Name Links Stdlib Backport Maintained Wheel Uppercap Downloads/mo.
argparse pypistats pepy 2.7/3.2 2.3/3.1 2015 Yes No 6.7 M
asyncio pypistats pepy 3.4 3.3 2015 Yes No 2.1 M
typing pypistats pepy 3.5 2.7/3.4 2019/2021 Yes Latest 7.9 M

Observations:

  • The latest version of typing is uppercapped (unlike the other two), but while this is likely to change in the near future, pip just backsolves to older ones. You can see the effect of this in the pepy stats—the previous non-uppercapped version shows a proportion of downloads (≈38%, vs. 52% for the latest, and 10% for older versions) nearly exactly consistent with the total percentage of downloads by Python versions would be affected by the upper cap (42%) minus the percentage of those latter downloads (10%, or 4 percentage points) separately pinned or constrained to other older versions.
  • Something else interesting is going one with typing: the proportions of users on older Python versions, particularly 2.7, is far higher for typing than for the others.
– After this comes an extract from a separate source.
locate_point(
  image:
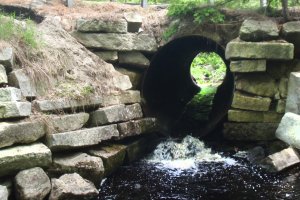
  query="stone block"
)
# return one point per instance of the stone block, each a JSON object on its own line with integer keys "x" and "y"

Given the version usage patterns, it seems probably it is some specific set of CI services or similar.
  • By contrast, an very large majority of asyncio downloads (≈>95%) and overwhelming majority of argparse downloads (>98%) were for versions in which the stdlib version is present, indicating they are almost certainly by mistake. The distribution of Python versions and OSes, however, was generally consistent with most installations being driven by deep-in-the-stack dependencies and automated processes rather than users manually installing such by mistake.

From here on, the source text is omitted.